La défaite était encore toute fraîche. Plusieurs républicains, à la fois surpris et traumatisés, semblaient prêts à se remettre en question. Après tout, la réélection de Barack Obama ne signifiait-elle pas que leur parti s'était fourvoyé en pensant qu'une majorité d'électeurs partageait les opinions des Mitt Romney, Rush Limbaugh et autres Américains «sévèrement conservateurs» ?

Bobby Jindal, gouverneur de Louisiane et candidat potentiel à la présidentielle de 2016, a certes tenté de lancer le débat sur cette question. Moins d'une semaine après l'élection du 6 novembre, il a exhorté les républicains à changer leur approche et leur discours afin de ne plus être perçus comme le parti des riches et des anti-intellectuels.

«Ce n'est pas un secret que certains républicains ont nui à notre image de marque avec des commentaires offensants et bizarres - ça suffit», a-t-il déclaré lors d'une entrevue accordée au journal Politico. «Ce ne sera pas la dernière fois que quelqu'un dit quelque chose de stupide dans notre parti, mais cela ne peut être toléré. Nous en avons assez de ce conservatisme abêtissant. Nous devons cesser d'être simplistes, nous devons faire confiance en l'intelligence du peuple américain et nous devons cesser d'insulter l'intelligence des électeurs.»

Les hausses d'impôts dans la ligne de mire

De toute évidence, le message de Bobby Jindal a échappé à bon nombre de républicains du Congrès.
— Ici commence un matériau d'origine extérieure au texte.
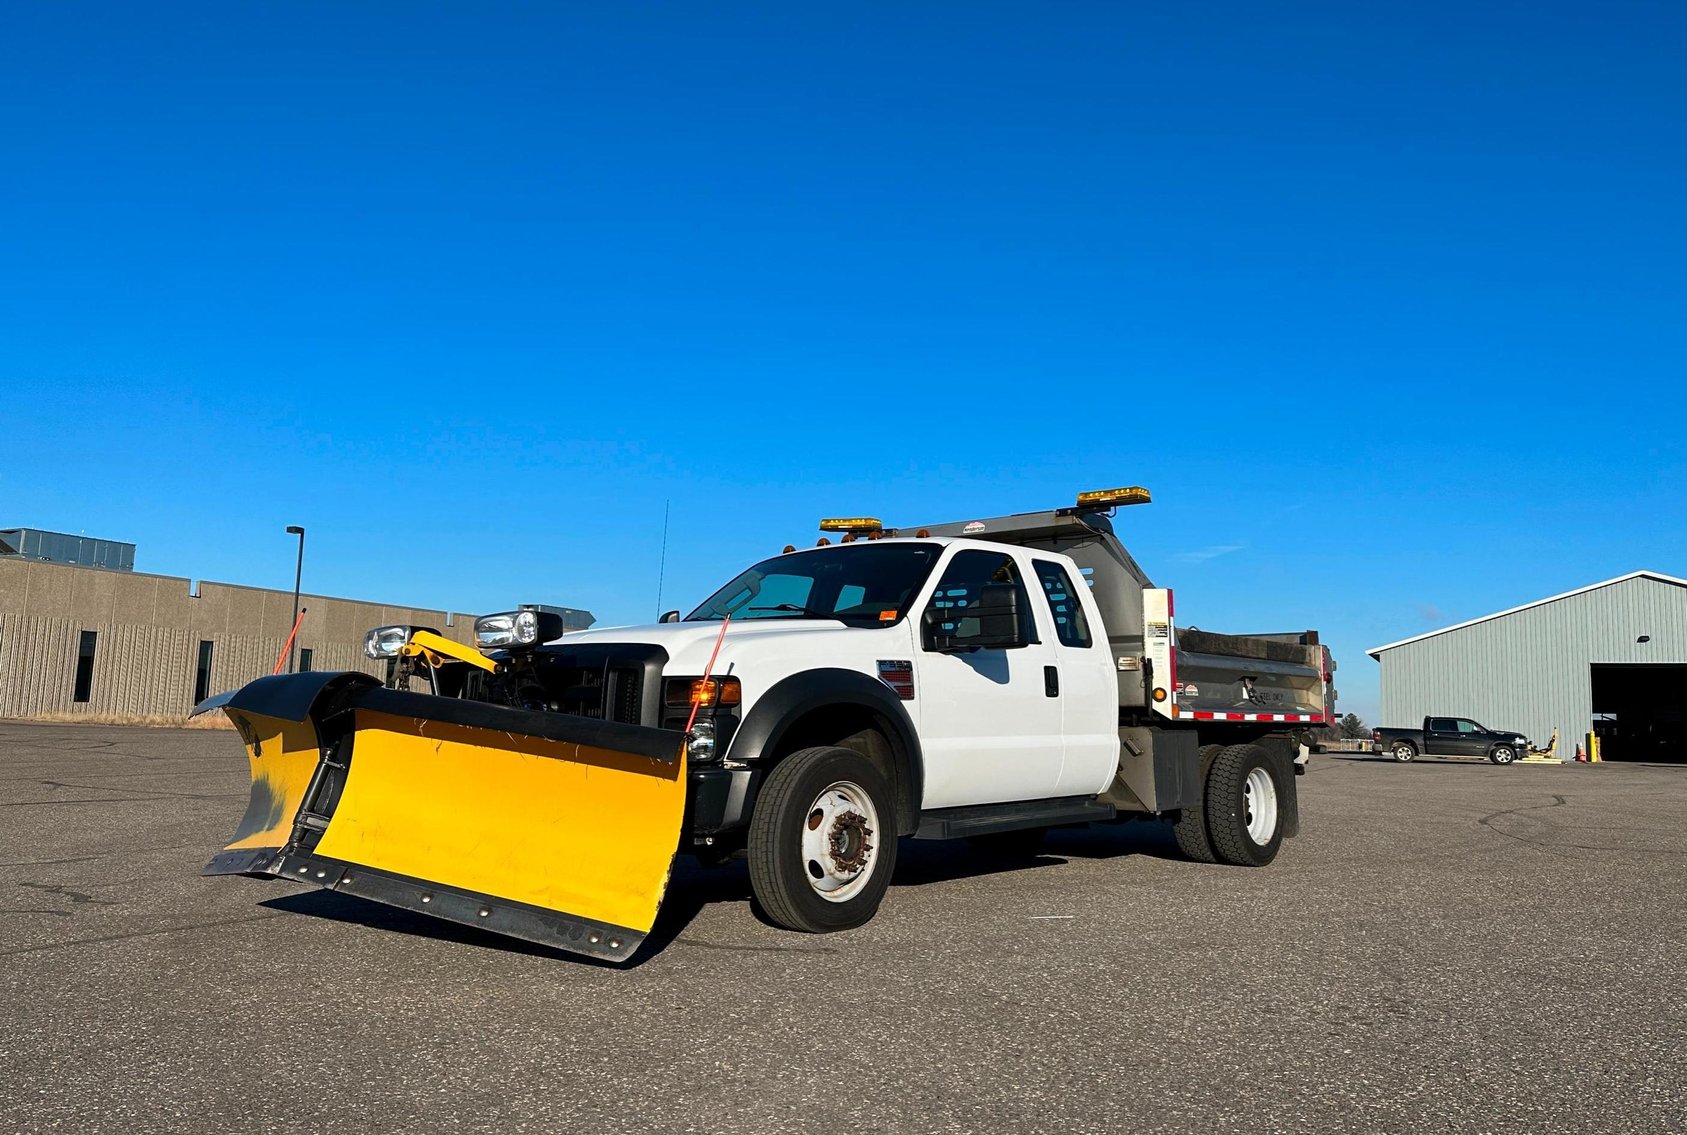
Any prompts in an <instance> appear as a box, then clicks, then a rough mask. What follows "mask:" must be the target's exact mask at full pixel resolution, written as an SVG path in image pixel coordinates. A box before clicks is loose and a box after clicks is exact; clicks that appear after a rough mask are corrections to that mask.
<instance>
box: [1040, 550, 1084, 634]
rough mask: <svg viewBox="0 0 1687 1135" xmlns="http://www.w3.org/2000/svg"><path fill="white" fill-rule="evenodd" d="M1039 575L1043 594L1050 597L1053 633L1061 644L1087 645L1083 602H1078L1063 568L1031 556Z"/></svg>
mask: <svg viewBox="0 0 1687 1135" xmlns="http://www.w3.org/2000/svg"><path fill="white" fill-rule="evenodd" d="M1031 563H1032V567H1034V568H1036V570H1038V578H1039V580H1041V582H1043V597H1044V599H1048V600H1049V611H1051V612H1054V634H1056V637H1059V641H1061V646H1090V643H1091V639H1090V621H1088V619H1085V617H1083V604H1081V602H1078V595H1076V592H1073V589H1071V578H1070V577H1068V575H1066V568H1063V567H1061V565H1059V563H1051V562H1048V560H1032V562H1031Z"/></svg>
La semaine dernière, les plus radicaux d'entre eux se sont révoltés et ont refusé d'adopter un plan présenté par le président de la Chambre des représentants, John Boehner, pour éviter le «mur budgétaire», ce cocktail de hausses d'impôts et de coupes budgétaires qui pourrait faire basculer l'économie américaine dans la récession. Ce plan prévoyait notamment de reconduire les baisses d'impôts de l'ère Bush pour tous les foyers américains, sauf pour ceux qui gagnent 1 million de dollars et plus par an.

Or, aux yeux des républicains dogmatiques, toute augmentation d'impôts est inacceptable, et ce, même si celle-ci ne devait toucher que les millionnaires. Le fait que Barack Obama ait été réélu en promettant de hausser les impôts des couples gagnant 250 000$ et plus ne compte pas pour eux. Ils semblent prêts à pousser leur pays vers le précipice pour défendre un principe que la majorité des Américains rejettent.

Le lendemain de la révolte des républicains de la Chambre des représentants, la National Rifle Association (NRA) a insulté à son tour l'intelligence des Américains en refusant d'accepter la moindre responsabilité dans la violence liée aux armes à feu aux États-Unis. Le puissant lobby lutte pourtant depuis des décennies contre toute mesure visant à restreindre l'accès aux armes à feu.

Qu'à cela ne tienne, la NRA ne devrait pas avoir de mal à trouver chez les républicains (et peut-être aussi chez les démocrates) plusieurs alliés dans sa lutte contre les projets de loi sur les armes à feu qui doivent être déposés au Congrès dès le 3 janvier, première journée de la prochaine session parlementaire à Washington.

Les Américains pourraient ainsi assister au début de 2013 à un singulier triomphe des extrémistes. Faute d'un accord entre Barack Obama et des républicains pris en otage par leur frange radicale, les États-Unis frapperaient d'abord le «mur budgétaire». Et les mesures les plus populaires en matière de réglementation des armes à feu - l'interdiction des fusils d'assaut et des chargeurs de plus de 10 balles - pourraient ensuite se buter à un autre mur, celui de la NRA et de ses alliés au Congrès.

Des positions «trop extrêmes»

En contribuant à un tel scénario, les républicains n'augmenteraient pas leur popularité au sein de la population. Dans un sondage CNN/ORC publié la semaine dernière, 53% des Américains, dont 22% des républicains, estimaient que les élus du Grand Old Party défendent des positions «trop extrêmes». En 2010, seulement 40% d'entre eux étaient du même avis.

La période des Fêtes pourrait-elle faire baisser la fièvre dont semblent souffrir certains républicains du Congrès? C'est le souhait que Barack Obama a exprimé vendredi soir en présentant un plan plus modeste pour éviter le mur budgétaire.

«Au moment où nous quittons la ville (de Washington) pour retrouver nos familles pendant les Fêtes, j'espère que cela donnera un peu de sens des perspectives à tout le monde», a-t-il dit.

En Louisiane, Bobby Jindal nourrit probablement le même espoir.